Sunday, July 17, 2011

Culture or Governance?

Michael Spence, the Nobel laureate who chaired the Commission on Growth and Development, has suggested that if one created a graph characterizing developing nations in which one axis was a continuum from authoritarian to democratic government and the other axis was a measure of economic growth, there would be no correlation visible. Strong and weak economies are found with both authoritarian and democratic governments.

Spence suggests that, while one might conclude from such analysis that government is not responsible for economic progress, he would tend to conclude that specific functions of government are complementary to the economic foundations of growth, but different forms of government adequately achieve these functions. Thus control of corruption, rule of law, and promotion of long term growth might be the characteristics of government performance that economists might best monitor. Different forms of government might be able to achieve similar outcomes in these important dimensions and thus be comparably supportive of economic progress.

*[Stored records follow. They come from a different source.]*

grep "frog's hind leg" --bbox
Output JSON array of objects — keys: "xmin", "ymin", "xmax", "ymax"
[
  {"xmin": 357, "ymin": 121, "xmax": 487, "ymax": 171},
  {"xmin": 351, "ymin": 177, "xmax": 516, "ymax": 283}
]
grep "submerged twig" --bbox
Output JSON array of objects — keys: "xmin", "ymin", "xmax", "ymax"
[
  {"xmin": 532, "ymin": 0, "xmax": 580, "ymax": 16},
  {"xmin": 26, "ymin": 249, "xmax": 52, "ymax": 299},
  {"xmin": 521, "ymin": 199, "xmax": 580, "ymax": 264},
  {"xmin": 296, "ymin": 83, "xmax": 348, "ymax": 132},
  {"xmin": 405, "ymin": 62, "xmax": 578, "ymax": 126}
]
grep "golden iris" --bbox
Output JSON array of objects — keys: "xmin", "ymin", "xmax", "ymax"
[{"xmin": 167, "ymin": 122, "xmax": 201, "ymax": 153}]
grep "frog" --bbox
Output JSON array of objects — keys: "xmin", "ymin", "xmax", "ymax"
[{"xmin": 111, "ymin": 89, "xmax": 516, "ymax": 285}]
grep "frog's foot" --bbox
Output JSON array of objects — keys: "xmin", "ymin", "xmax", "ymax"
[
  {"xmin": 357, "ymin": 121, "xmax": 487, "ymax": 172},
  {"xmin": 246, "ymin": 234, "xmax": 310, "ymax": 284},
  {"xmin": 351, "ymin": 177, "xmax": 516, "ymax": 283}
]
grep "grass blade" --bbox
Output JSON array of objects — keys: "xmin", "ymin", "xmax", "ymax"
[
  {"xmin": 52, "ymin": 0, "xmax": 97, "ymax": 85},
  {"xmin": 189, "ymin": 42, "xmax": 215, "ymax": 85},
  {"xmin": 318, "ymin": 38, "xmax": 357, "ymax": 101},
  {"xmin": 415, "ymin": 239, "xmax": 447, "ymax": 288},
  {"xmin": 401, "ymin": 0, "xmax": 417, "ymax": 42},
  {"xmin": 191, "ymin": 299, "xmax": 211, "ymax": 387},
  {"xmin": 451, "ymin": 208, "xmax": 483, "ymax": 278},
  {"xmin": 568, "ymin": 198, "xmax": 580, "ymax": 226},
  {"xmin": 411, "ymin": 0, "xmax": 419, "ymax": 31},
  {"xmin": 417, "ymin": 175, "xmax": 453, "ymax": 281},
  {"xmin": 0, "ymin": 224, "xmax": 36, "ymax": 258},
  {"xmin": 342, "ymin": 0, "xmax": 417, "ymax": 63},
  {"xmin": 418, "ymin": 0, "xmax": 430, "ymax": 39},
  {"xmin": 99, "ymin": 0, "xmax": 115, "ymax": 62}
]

A century ago it was widely thought that Argentina, Australia, and Canada were comparably likely to progress economically. Now the Argentine GDP per capita is $14,700, that of Australia is $41,000 and that of Canada is $39,400. Following Spence one might suggest that the difference is related to the failure of the Argentine government, as compared to those of Australia and Canada to provide the necessary government functions for economic growth. I would note that Argentina, like Australia and Canada was resource rich, with a temperate climate and a population dominated by European immigrants. I wonder, however, whether the Anglo-Saxon culture of Australia and Canada did not provide either a better basis for governance and/or for economic growth than the Latin culture of Argentina.

Chile might also be compared with Argentina as another resource rich, temperate, European immigrant dominated society with a Hispanic culture and a history of military governance at key periods. Its per capita GDP is $15,400, roughly the same as that of Argentina.